GTE Sylvania, Inc., 433 U.S. 36 (1977).) Distribution agreements are an integrated instrument for establishing a relationship between a distributor and a supplier. A well-written agreement can help develop this relationship. The agreement cannot extend the life of a relationship as soon as the relationship expires. A poorly written agreement often results in legal litigation, which in turn consumes management time, financial resources and the involvement of lawyers, courts and arbitration proceedings. A well-written agreement can eliminate resource expenditures for these non-productive activities and encourage the distributor and manufacturer to do their business at the end of the relationship. The agreement should also specify the duration of trade relations. In addition, procedures should be put in place to address renewal and shutdown issues.

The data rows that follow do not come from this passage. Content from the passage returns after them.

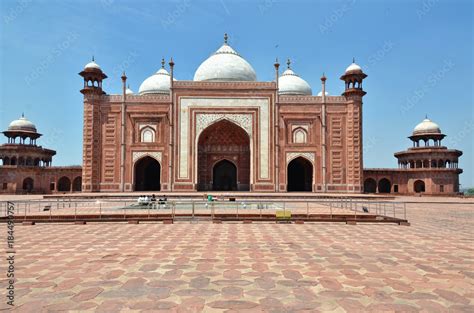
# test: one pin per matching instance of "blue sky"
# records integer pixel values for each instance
(418, 55)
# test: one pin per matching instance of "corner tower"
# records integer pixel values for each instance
(353, 92)
(91, 156)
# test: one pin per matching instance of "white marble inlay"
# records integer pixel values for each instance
(293, 155)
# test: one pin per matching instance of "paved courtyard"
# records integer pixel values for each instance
(205, 267)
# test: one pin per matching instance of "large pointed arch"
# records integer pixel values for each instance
(300, 174)
(223, 139)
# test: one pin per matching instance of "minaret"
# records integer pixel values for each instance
(91, 154)
(353, 77)
(277, 128)
(171, 129)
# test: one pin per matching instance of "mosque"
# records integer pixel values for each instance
(227, 131)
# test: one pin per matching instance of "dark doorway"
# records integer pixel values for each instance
(224, 176)
(64, 184)
(384, 186)
(223, 140)
(419, 186)
(77, 184)
(300, 175)
(370, 185)
(28, 184)
(147, 174)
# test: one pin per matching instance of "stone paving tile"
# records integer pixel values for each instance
(204, 267)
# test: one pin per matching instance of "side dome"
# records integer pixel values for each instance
(158, 83)
(129, 91)
(225, 65)
(22, 124)
(427, 127)
(289, 83)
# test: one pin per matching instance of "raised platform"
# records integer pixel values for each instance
(239, 195)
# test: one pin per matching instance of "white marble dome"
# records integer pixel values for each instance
(427, 127)
(353, 68)
(129, 91)
(158, 83)
(290, 83)
(225, 65)
(22, 124)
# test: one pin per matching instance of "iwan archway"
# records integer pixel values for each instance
(147, 174)
(300, 175)
(223, 158)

Problems with distribution agreements are often identified after negotiations and agreements have been signed, even if agreements have been verified by corporate or outside lawyers. How did we get to this point? Too often, lawyers remove incriminating clauses, but are simply not aware of industry standards. They do not understand the most common agreement problems. It is a good practice to have the agreement verified by a lawyer and an industry professional. If your company lacks an industry expert who knows the distribution agreements, such support should be sought. A legal technical review is necessary for the creation of a large distribution agreement, but it is never sufficient. With the exception of a developer distribution agreement, which is a separate type of agreement, a basic distribution agreement should include a specific language to make it legally binding. Among this information is the fact that the manufacturer will often want to choose a particular national right to govern the contract.
Sometimes that is the state the manufacturer is in, and sometimes it will be another state. The manufacturer will also want a provision stating that whenever a distributor wants to assert a right against the manufacturer, the distributor must do so in the manufacturer`s home Member State.